- Southwestern Bell Cotton Bowl Classic logo
- Date: January 1, 1997
- Season: 1996
- Stadium: Cotton Bowl
- Location: Dallas, Texas
- MVP: WR Kevin Lockett (Kansas State) QB Steve Sarkisian (BYU) LB Shay Muirbrook (BYU)
- Referee: Courtney Mauzy (ACC)
- Attendance: 71,928

United States TV coverage
- Network: CBS
- Announcers: Tim Ryan, Phil McConkey and Steve Davis

= 1997 Cotton Bowl Classic =

The Cotton Bowl in Dallas, Texas, hosted the Cotton Bowl Classic.

The 1997 Southwestern Bell Cotton Bowl Classic was a college football bowl game played on January 1, 1997, at the Cotton Bowl in Dallas, Texas, USA. The Cotton Bowl Classic was part of the 1996 NCAA Division I-A football season. The bowl game featured the Kansas State Wildcats from the Big 12 and the BYU Cougars from the Western Athletic Conference. The game was televised on CBS.

==Game summary==
BYU's defense had kept the Cougars in range, limiting Kansas State to 199 yards of offense through three quarters, with 113 of them coming on two plays, a Hail Mary, tipped touchdown pass to Andre Anderson at the end of the first half and a 72-yard catch and run by Kevin Lockett early in the third quarter for another touchdown.

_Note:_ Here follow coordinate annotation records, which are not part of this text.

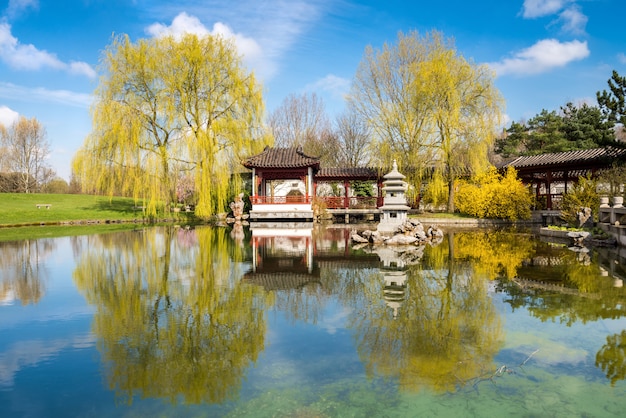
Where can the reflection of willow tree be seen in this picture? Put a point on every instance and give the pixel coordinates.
(497, 254)
(21, 269)
(447, 330)
(612, 357)
(172, 317)
(577, 291)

BYU was trailing, 15–5, in the fourth quarter when Kansas State's All-America cornerback, Chris Canty, was helped off the field because of cramps caused by dehydration. When Joe Gordon moved to the short side of the field to take Canty's place, reserve cornerback Demetric Denmark entered on the wide side.

BYU immediately attacked the less experienced player when James Dye caught a 32-yard touchdown catch over Denmark in the end zone to cut K-State's lead to 15–12.

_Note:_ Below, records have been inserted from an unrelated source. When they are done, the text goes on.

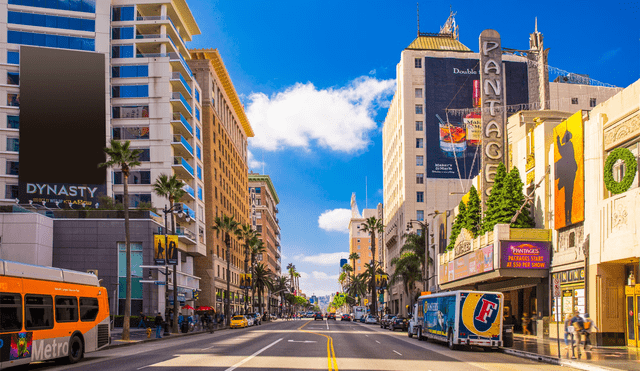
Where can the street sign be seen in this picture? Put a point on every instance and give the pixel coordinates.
(556, 287)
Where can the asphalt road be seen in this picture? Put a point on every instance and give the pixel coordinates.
(295, 345)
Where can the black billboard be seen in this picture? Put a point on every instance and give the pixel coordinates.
(453, 147)
(62, 125)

Canty was still off the field two possessions later when BYU began what would prove to be the winning 60-yard drive. When Gordon also came off the field on a third-and-seven at the K-State 28, freshman cornerback Lamar Chapman was thrown into the game for the first time.

Again, BYU picked up on the substitution and Steve Sarkisian hit K.O. Kealaluhi, who had a step on Chapman, in the left corner of the end zone for the go-ahead touchdown. With the extra-point kick, BYU had a 19–15 lead with three minutes, 39 seconds left.

An important part of the touchdown, according to Bill Snyder, was that his defense was on the field for 17:30 of the second half, five minutes longer than BYU's defense.

After BYU took the lead, Kansas State still had one last chance to win and drove from its own 28 to the BYU 17 with 1:34 remaining in the game.

But that's when BYU's cornerbacks stepped up.

K-State quarterback Brian Kavanagh threw to Lockett in back of the end zone, but McTyer hit Lockett in the air and drove him out of bounds before he could get his feet down.

Two plays later, Kavanagh tried a pass to Jimmy Dean on a slant pattern. But BYU's Morgan broke on the ball and tipped it to himself for the game-saving interception.